Looking to get a new seat bottom I have a good top part but after a couple of hours i am about to die .Which bottom is the best for all day comfort or do I need to buy awhole new seat?


----------



## oxbeast1210 (Jun 21, 2010)

I suffer from no butt syndrome. I think I'm going to try something like this . 

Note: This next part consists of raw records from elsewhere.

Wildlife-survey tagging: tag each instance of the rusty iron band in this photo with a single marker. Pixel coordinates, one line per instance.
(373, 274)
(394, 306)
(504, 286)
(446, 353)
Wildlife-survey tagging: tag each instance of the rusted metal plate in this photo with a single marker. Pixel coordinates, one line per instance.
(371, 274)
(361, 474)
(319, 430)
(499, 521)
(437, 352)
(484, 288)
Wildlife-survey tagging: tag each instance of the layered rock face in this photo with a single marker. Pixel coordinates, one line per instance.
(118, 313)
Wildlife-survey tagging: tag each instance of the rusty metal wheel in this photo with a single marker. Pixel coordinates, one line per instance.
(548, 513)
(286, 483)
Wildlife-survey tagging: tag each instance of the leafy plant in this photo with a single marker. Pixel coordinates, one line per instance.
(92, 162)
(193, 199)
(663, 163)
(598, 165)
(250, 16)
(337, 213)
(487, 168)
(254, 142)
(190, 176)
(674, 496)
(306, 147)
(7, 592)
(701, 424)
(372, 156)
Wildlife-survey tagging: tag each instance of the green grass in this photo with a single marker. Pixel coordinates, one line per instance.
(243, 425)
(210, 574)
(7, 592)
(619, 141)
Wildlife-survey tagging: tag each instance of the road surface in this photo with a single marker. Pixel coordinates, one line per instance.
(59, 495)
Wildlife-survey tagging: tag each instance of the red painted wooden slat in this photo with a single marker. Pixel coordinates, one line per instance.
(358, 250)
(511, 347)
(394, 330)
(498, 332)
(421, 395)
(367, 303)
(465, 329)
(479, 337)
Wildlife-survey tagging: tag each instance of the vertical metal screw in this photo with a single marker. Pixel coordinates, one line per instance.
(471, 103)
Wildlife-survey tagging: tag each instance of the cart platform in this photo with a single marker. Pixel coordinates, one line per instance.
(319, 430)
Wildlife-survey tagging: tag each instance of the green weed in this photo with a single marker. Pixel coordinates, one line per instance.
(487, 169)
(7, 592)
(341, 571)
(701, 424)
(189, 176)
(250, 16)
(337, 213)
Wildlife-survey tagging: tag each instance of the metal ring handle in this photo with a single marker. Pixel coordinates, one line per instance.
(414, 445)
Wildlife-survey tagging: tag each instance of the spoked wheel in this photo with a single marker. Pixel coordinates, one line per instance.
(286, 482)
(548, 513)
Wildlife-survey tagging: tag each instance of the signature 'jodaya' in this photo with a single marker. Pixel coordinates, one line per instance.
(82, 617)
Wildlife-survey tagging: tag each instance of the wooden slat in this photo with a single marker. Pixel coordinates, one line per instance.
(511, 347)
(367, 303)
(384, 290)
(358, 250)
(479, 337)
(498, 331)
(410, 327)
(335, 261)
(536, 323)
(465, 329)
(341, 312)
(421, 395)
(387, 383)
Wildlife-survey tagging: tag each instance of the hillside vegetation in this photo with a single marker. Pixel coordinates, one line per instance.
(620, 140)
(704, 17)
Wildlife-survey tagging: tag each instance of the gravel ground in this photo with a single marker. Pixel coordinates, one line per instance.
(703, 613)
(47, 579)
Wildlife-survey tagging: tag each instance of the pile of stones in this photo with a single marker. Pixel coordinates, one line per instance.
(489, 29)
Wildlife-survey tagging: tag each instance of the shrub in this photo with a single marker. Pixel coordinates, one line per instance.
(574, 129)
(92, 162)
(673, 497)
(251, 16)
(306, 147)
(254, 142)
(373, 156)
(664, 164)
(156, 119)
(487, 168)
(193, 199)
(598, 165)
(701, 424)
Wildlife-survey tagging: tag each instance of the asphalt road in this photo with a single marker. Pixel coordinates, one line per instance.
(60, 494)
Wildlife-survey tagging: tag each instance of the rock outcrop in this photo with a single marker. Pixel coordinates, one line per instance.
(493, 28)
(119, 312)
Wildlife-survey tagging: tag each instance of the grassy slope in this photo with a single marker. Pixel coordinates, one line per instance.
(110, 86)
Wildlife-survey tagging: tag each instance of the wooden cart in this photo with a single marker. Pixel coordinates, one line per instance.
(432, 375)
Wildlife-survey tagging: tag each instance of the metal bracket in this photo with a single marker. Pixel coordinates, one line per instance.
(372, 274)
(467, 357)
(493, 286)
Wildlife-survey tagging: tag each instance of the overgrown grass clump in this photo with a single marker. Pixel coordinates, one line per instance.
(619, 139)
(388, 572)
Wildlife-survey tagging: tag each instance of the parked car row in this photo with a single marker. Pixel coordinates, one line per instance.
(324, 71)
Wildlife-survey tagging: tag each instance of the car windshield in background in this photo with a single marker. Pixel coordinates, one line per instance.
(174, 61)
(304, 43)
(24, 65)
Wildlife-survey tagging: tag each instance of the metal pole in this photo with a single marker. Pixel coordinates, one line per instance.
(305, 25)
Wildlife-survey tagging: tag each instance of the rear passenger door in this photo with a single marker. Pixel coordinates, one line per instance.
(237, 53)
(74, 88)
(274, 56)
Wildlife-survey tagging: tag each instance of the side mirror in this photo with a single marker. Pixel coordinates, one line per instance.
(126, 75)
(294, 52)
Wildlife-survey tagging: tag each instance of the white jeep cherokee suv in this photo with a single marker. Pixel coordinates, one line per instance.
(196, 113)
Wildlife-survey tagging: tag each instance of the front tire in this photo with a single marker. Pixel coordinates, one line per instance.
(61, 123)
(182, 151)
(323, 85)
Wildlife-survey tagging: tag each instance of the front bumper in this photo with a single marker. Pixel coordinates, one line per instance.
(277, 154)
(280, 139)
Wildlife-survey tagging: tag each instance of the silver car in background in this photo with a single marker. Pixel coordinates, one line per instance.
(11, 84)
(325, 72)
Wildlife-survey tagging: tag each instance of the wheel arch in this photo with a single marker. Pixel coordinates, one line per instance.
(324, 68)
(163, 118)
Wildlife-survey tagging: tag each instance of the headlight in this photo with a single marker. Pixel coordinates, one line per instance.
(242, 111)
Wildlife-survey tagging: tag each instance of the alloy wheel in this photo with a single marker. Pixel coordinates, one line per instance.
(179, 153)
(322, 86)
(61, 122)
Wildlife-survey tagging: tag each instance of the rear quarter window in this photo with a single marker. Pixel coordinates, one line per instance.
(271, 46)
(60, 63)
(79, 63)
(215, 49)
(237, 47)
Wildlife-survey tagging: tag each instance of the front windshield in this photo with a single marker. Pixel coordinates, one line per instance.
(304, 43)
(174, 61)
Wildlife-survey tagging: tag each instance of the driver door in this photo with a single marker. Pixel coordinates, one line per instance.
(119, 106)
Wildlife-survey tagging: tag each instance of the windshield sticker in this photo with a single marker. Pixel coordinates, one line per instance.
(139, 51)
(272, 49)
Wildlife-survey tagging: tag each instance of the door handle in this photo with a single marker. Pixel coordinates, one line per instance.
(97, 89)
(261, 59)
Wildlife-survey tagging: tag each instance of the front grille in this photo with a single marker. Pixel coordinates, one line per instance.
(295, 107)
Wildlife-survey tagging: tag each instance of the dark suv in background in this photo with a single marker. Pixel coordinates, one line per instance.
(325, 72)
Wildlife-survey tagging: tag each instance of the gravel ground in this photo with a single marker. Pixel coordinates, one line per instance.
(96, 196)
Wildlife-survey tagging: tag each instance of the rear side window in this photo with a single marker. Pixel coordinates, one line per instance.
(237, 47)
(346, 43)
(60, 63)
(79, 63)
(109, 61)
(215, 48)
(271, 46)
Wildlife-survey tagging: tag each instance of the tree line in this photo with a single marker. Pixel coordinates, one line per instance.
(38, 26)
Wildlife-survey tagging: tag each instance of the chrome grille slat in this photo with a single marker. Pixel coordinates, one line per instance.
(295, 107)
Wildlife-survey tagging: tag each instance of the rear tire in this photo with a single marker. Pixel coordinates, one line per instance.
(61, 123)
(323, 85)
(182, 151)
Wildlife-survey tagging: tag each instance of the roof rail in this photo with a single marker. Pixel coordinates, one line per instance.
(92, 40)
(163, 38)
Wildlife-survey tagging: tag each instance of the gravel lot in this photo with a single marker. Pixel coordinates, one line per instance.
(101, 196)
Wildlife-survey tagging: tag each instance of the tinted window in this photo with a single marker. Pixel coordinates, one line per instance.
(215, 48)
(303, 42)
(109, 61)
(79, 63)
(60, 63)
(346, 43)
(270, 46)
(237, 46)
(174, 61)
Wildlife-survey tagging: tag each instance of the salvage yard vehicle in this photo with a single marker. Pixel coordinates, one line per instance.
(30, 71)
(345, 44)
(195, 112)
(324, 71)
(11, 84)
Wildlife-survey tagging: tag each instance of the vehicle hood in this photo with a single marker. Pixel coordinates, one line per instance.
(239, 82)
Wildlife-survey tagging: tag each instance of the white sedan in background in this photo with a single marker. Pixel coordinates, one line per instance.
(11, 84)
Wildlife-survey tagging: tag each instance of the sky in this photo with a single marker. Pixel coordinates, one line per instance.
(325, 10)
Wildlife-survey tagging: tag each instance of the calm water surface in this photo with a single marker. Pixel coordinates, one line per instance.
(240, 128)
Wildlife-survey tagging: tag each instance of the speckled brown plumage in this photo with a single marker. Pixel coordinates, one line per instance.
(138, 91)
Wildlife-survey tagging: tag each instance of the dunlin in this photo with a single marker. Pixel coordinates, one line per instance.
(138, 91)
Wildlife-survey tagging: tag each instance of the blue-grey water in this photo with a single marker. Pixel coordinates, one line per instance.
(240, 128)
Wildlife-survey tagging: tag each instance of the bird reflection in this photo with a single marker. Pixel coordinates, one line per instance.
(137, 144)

On that seat you have you can remove the bottom and keep the back support.
You can also add foam to your bottom coushin. dthomas on this forum has added foam on the bottom of his seat the privious owner did it but, I'm sure he wouldn't mind posting pics and letting us know if it helps any.


----------



## Seatmech86 (Mar 8, 2011)

Ox, really? How good are we feeling tonight! I only say this because I had a little trouble reading your last post.


----------



## azevedo16 (Aug 18, 2010)

i have been looking at the surf to summit bottoms but do not know which one is best but you are right my lack of a butt makes for a long day!


----------



## oxbeast1210 (Jun 21, 2010)

Lol sorry it was on my phone and I was sleepy on the pain meds . Should be easier to understand now and Azevedo not sure if u suffer from it but my phone likes to change words I ment that I suffer from it.


----------